Here are the useful operations Jdic can do for you:
- Transparent JSON paths integration - for read and write operations, through an agnostic driver model. Currently MongoDB and Jsonpath-NG paths formats are natively supported.
- Fast browsing of JSON documents - browse the entire data structure while getting useful values on each iteration: value, JSON path, parent, parent JSON path, depth, etc.
- Find, Find-Keys and Find-Match features for quickly finding any key or value, or subdocument matching MongoDB-like queries.
- Merge features for fusioning objects recursively, with up to 4 modes for handling conflicting arrays (replace, merge, new, append).
- Diff & Patch features - so you can represent differences between two documents in small data sets (diff), and apply those differences to update documents (patch).

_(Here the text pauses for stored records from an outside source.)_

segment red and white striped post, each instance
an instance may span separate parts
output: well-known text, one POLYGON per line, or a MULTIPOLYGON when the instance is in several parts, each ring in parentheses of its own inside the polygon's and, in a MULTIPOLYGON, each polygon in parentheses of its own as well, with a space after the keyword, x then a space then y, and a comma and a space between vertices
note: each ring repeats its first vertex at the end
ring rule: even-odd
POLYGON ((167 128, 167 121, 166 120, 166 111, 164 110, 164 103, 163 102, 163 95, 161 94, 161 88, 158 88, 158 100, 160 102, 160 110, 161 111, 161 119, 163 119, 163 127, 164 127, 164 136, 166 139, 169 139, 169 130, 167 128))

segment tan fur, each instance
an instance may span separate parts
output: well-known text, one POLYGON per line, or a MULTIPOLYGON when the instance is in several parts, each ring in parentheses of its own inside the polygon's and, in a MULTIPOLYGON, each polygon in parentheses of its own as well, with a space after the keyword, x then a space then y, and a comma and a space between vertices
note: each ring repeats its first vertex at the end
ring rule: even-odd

- JSON Schema validation - if you need it, with auto-validation on each document change.
- Consistent document checksuming - natively SHA-256, it allows to get a single checksum for the document, the checksum will always be the same on all systems.
- Depth features - you can crawl your document at certain depths only.
- Strict features - input data will be serialized to a strict JSON format.
- Agnostic dicts/lists replacement for Python's
enumerate()
- Custom input serializer support - convert specific objects to the JSON data you want to.
- Cache features with change detection to accelerate some of the API calls.
from jdic import jdic
o = {"a" : {"b" : {"c" : 1}}}
j = jdic(o) # Accepts dicts and lists (or any Mapping, Sequence)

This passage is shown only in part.